The Stuxnet computer worm, discovered in June 2010, was the first, menacing weaponized software in history. Its discovery brought back to surface the fiery debate on cyber warfare and the perils of cyber weapons. Today, we see the cyberspace at an increasing canine risk and danger.                                                                                                           

The United States is on the verge of making sure that surveillance software doesn’t fall in the wrong hands. According to security experts, the proposed rules are quite extensive and most likely to interfere with research, thus making computer systems less secure in the long run.

A proposed rule by The Bureau of Industry and Security (BIS)  on May 20, 2015 would de rigueur anyone based in the U.S. to get a license before exporting or transferring data that is used to create “intrusion software,” or network surveillance systems, outside of North America.

The Wassenaar Arrangement (WA) would be similar to the International Traffic in Arms Regulations (ITAR), which the U.S. government used to control the export of weapons and materials used in weapons. Up until 1997, strong cryptography was also categorized as arms, and verboten from export.

Surveillance Software Weapons

In 2014, EU introduced its own set of measures to regulate surveillance software and technology. It is much ahead of the U.S. in this nascent area. This came not long after human rights group demanded that governments should start taking proliferation of surveillance software seriously. Some of these softwares often lead to “ further human rights violations including invasions of privacy, arbitrary arrest and detention, torture and other cruel, inhuman or degrading treatment or punishment, the silencing of free expression, preventing political participation, and crushing offline and online dissent,” according to Humans Rights Watch.

For sure, that is the positive side of the Wassenaar Arrangement. It aims to corroborate that exploits and computer vulnerabilities, which can often be used to keep an eye on political renegades, won’t be handed over to tyrant administrations.

Albeit, the Wassenaar Arrangement has its own predicaments. Especially those that could disrupt the security industry, en masse. According to a paper written by security researchers Sergey Bratus, D J Capelis, Anna Shubina and Michael Locasto way back in October 2014, the definitions of intrusion software in the Wassenaar Arrangement are rambling, relating generally to rudimentary monads of security research.

It should be noted that there is a slight contrast between the renditions of the Arrangement that the security researchers wrote about before and the most recent one. The Wassenaar Arrangement issues control on software that is for the creation, functioning or distribution of, or communication with intrusion software, or the base of such software.This approach is apparently more perilous, according to the paper by the security researchers. Generally, the tools used to form, produce, automate and install important computer products such as antivirus, remote management software, OS are cleared up in the language utilized as a part of the Wassenaar Arrangement. That being so, this could have a domino effect on the software reliability and security, as well as the research of anti-surveillance measures, discovery of existing vulnerabilities and on fixing vulnerable systems.
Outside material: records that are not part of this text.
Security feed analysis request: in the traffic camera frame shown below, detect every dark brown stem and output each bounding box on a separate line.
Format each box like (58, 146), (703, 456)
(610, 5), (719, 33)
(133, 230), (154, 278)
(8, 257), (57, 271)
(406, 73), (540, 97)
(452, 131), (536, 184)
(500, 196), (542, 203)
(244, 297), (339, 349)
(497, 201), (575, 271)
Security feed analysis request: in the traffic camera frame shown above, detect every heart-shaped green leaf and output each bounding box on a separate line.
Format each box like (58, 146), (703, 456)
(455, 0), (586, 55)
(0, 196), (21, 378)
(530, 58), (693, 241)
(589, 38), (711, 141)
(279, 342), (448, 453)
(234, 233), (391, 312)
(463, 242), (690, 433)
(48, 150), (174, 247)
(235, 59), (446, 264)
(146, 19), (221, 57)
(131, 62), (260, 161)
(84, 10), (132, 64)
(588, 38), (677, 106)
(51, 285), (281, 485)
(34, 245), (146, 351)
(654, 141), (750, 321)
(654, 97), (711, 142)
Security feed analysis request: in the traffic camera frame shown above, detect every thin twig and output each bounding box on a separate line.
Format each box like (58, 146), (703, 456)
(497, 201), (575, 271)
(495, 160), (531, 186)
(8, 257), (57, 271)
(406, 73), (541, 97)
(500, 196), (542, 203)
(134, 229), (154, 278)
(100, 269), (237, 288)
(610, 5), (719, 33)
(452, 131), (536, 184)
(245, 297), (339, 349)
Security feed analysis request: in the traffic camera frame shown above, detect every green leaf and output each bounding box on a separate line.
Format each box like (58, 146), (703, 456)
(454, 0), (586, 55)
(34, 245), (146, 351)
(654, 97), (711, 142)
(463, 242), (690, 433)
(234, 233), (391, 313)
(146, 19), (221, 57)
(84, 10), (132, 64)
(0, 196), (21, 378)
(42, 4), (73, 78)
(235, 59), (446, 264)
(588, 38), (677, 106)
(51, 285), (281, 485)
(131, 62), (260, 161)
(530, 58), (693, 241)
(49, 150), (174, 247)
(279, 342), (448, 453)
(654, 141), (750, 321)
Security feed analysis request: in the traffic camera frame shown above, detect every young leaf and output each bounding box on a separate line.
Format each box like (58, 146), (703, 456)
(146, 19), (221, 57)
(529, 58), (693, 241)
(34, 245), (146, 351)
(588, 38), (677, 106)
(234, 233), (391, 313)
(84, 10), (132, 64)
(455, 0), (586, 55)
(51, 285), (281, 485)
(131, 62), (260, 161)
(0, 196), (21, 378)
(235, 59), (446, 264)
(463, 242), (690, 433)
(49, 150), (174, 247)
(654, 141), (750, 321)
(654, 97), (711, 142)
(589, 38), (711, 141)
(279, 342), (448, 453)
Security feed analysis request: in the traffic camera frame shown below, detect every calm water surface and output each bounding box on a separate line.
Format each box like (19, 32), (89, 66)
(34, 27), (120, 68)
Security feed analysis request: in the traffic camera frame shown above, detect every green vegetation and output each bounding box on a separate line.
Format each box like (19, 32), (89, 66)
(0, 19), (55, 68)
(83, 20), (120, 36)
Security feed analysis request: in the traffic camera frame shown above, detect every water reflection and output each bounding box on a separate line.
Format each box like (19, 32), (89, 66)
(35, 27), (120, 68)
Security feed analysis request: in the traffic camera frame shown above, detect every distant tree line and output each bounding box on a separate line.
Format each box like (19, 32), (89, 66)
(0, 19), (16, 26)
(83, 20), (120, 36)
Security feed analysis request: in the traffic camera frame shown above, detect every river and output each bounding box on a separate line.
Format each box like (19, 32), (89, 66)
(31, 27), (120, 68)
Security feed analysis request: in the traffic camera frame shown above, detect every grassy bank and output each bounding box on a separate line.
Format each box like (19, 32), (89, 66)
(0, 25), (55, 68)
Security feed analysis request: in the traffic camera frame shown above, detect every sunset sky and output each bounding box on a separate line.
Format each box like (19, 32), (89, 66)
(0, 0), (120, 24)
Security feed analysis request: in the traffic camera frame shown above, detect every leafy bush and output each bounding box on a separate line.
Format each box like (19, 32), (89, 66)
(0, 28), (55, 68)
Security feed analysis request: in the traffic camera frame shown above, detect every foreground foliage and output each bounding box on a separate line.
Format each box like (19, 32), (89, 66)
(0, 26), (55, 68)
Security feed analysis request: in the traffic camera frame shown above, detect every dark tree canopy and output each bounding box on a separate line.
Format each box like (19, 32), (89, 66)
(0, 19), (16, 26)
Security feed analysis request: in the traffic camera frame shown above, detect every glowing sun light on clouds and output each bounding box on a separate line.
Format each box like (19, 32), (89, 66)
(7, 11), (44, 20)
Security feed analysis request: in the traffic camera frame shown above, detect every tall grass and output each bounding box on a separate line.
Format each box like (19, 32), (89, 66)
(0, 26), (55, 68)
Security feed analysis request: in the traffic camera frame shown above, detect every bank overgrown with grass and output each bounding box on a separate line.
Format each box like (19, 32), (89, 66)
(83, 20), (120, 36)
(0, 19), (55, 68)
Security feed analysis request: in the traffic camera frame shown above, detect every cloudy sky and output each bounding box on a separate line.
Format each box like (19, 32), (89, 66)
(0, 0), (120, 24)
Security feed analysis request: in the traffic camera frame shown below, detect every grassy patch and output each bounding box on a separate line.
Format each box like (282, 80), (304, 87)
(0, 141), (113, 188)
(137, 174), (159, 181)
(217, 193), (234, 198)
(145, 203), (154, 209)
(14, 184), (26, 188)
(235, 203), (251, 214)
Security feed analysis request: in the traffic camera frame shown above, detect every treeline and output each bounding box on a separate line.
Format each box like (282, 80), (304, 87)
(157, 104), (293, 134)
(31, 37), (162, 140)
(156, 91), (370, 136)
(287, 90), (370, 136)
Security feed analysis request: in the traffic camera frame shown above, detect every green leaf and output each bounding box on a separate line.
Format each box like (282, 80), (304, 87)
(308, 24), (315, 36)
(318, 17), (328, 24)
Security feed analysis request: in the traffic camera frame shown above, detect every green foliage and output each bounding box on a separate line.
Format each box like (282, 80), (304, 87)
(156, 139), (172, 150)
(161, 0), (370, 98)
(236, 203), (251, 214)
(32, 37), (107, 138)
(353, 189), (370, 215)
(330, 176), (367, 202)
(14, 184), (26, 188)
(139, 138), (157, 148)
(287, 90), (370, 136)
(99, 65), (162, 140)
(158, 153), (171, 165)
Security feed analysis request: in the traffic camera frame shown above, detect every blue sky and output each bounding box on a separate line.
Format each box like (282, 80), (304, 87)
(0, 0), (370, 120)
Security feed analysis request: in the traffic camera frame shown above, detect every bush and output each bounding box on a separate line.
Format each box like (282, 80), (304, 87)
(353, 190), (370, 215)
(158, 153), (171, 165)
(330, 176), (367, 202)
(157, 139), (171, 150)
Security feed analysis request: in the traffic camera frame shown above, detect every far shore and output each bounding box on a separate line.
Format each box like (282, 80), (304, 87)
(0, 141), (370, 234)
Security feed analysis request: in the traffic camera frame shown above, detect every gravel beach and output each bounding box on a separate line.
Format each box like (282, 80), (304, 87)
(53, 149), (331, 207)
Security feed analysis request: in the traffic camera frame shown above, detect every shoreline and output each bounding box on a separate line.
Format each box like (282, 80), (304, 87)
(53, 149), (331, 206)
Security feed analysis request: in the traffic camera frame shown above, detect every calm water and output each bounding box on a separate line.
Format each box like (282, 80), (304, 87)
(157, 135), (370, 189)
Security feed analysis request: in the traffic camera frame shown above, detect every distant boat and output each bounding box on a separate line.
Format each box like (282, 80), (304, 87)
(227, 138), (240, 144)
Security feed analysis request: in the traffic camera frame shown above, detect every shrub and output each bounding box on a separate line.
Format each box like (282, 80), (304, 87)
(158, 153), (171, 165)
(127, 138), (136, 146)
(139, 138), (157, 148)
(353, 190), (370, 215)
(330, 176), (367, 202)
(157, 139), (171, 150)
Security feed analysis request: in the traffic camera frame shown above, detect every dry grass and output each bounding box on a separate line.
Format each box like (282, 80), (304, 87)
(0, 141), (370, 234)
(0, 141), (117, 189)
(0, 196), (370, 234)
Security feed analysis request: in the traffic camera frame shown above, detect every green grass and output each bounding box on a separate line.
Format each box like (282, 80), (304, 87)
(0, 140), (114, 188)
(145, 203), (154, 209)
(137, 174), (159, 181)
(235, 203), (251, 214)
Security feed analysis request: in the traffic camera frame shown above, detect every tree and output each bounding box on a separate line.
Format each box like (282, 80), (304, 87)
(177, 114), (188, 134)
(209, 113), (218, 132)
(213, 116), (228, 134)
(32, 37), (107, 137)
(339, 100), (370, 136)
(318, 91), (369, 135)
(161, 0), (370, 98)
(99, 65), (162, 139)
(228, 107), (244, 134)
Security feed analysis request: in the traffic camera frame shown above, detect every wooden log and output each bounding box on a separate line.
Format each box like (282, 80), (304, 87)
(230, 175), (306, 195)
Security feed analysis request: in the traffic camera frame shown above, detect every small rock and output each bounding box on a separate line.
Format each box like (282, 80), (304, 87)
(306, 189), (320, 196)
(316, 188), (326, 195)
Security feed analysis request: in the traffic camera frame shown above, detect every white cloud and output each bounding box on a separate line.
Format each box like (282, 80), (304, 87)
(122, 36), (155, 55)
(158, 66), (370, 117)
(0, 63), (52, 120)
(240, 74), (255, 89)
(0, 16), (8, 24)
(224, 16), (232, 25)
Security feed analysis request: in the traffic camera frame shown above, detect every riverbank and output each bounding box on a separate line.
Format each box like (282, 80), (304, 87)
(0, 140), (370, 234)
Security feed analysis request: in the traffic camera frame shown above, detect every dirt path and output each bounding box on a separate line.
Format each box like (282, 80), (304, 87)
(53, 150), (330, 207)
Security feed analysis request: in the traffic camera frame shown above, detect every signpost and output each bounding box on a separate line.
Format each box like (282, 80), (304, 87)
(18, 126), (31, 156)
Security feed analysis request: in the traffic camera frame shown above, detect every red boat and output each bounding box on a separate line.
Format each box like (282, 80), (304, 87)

A security researcher from Errata Security, Rob Graham, expressed his concern in a tweet writing that if it became a law in the U.S., then it would be unlawful for him to export his code. He has produced several distinguished softwares, such as Black ICE, a firewall item that is used to guard PC networks from cyber-attack. Black ICE could easily fall under the regulated classification of the Wassennar Arrangement, since it is an altered part of the Windows OS.

American citizens can comment until July 20 to raise any concerns that have regarding the arrangement.